The firefighter's prediction, as told by Rogan, appears to have been proven true, with environmental conditions and unfavourable winds whipping the wildfire into an uncontrollable state."



 
Omg. LA Fire Chief believes fire started accidentally in a back yard as “time lapsed video showed an innocuous trail of smoke rising from the back garden in the outskirts of LA”
 
California Insurer Canceled Policies Months Before Los Angeles Wildfires

Several private insurers have cut coverage in at-risk areas across California in the past three years, leaving homeowners scrambling to find options for coverage. As a result, California's FAIR Plan, which works as an insurer of last resort in the state, has more than doubled its policies between 2020 and 2024, reaching a total of 452,000, as reported by CapRadio.
 
Tiny burning embers flew miles, causing L.A. fire destruction on historic scale


The life-threatening windstorm that prompted several days of dire warnings exploded into a crisis even worse than firefighters predicted, with embers flying an estimated two to three miles ahead of the established fire and in every direction.
 
My cousin lives in Pacific Palisades. She’s out of the country and as of yesterday didn’t know the fate of her home. I keep trying to find info about her neighborhood, but so far nothing. She lost her partner of over 30 years the summer of 2023 and I don’t want her to go thru any more heartbreak. :-(
Replying to myself…my cousin texted me this morning that her house survived. I’m so relieved for her. But heartbroken for those not as fortunate.

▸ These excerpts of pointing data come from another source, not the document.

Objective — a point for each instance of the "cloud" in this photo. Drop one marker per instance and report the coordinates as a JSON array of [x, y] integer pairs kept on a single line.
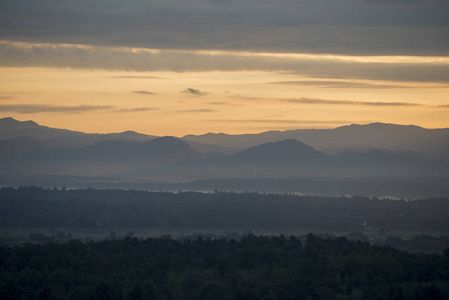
[[205, 110], [136, 77], [284, 121], [138, 109], [410, 69], [349, 102], [223, 103], [194, 92], [42, 108], [144, 92], [343, 27], [351, 85]]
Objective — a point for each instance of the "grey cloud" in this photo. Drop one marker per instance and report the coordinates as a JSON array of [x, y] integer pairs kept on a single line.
[[144, 92], [40, 108], [194, 92], [64, 56], [343, 27], [349, 102]]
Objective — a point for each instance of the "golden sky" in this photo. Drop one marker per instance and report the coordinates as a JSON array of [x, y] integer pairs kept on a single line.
[[192, 74]]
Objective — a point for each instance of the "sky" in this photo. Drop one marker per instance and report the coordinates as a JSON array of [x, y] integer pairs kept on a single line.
[[177, 67]]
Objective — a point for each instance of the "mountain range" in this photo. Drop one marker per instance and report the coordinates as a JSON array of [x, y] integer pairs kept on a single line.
[[355, 151]]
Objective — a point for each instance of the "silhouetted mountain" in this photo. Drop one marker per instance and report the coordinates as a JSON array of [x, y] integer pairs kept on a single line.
[[22, 144], [433, 143], [287, 151], [140, 158]]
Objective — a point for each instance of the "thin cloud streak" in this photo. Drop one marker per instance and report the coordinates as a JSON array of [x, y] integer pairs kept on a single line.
[[349, 102], [223, 103], [205, 110], [194, 92], [139, 109], [284, 121], [135, 77], [351, 85], [42, 108], [144, 92]]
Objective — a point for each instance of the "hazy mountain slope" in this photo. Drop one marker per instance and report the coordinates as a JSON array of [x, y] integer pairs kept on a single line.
[[433, 143], [286, 151], [11, 128]]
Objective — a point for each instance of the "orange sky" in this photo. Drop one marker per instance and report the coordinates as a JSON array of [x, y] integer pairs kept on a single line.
[[179, 102]]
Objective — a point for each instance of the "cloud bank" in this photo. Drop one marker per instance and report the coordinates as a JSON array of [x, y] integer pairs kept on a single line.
[[413, 69], [350, 27]]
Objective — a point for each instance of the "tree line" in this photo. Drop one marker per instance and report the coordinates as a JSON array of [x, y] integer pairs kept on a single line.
[[254, 267]]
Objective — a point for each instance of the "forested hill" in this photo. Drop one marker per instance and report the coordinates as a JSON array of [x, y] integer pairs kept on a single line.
[[252, 268], [38, 207]]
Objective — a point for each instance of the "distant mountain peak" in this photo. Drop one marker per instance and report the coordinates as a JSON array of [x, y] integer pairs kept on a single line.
[[284, 150]]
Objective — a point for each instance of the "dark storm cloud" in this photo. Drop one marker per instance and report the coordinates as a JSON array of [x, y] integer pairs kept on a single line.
[[194, 92], [41, 108], [144, 92], [349, 102], [319, 26]]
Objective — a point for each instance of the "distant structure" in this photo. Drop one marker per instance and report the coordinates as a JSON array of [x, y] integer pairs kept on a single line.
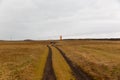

Based on our local experience with the Almeda fire in 2020, destroying about 2300 homes and many businesses, people will rebuild, if they have insurance. It looks like a war zone now in L.A., but in a few years it will look normal again. So there is hope for recovery.
 
Have these fires become worse? It reminds me of the Colorado fire that went so fast through a populated area, people were literally shopping at Costco, and had to run for their lives.

The Lahaina fire, devastated the area. And created it own "fire tornado".


Montana had a few bad fires this summer.

Is this part of "climate change"? Or are more people living in areas that shouldn't have been developed?